What storage media have you elected to use? (Disk, Tape, etc)
- Tape is used only for backups, at the moment; we use hard disks for all of our storage.
What do you think the key advantages of the system you use?
- Very controllable architecture from the block level up; this has proven useful in the current design of our server configurations. #* Fine grain control over access to data, RAID levels, carving up of space, homogeneous storage design, high speeds/low latencies
What do you think are the key problems or disadvantages your system present?
- Scalability: we are generally limited by hardware, OS, and filesystems. Usually leads to silos. Scaling can be done in certain circumstances, but then it leads to other problems, most notably backing up.
- Migration: between storage hardware life cycles in most cases. Prior to some internal best practices, most systems had to be shutdown during migration to new hardware.
- Transport mechanism: we are locked into fibre channel based transport and protocols; only a problem when dark fiber can not be run, and/or FCIP isn't viable.
What important principles informed your decision about the particular tool or service you chose to use?
- The initial setup and design was inherited from the previous generation of IT personnel.
How frequently do you migrate from one system to another?
- Seemingly, every 6-12 months for a given server. With the introduction of SVSP and standard OS/filesystem choices (e.g. ZFS) we are reducing downtime for migrations to almost zero.
What characteristics of the storage system(s) you use do you feel are particularly well-suited to long-term digital preservation? (High levels of redundancy/resiliency, internal checksumming capabilities, automated tape refresh, etc)
- Storage is only one layer of our approach to long-term digital preservation, and we tend to treat storage as something that should be relatively dumb, sufficiently fast, and swappable/replaceable.
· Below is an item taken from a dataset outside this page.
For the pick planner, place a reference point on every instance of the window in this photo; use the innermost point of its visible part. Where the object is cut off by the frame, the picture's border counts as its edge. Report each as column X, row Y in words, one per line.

What functionality or processes have you developed to augment your storage systems in order to meet preservation goals? (Periodic checksum validation, limited human access or novel use of permissions schemes)
- We have just built a proof-of-concept services layer above the storage layer that provides functionality useful in the long-term preservation context, such as on-demand checksum validation, provenance event logging, and version control. We plan to build our prototype out soon, and it will include some other functionality (e.g. replication).
Are there tough requirements for digital preservation, e.g. TRAC certification, that you wish were more readily handled by your storage system?
- None come to mind, though we will likely build out a production-ready version of our prototype with some TRAC guidelines in mind.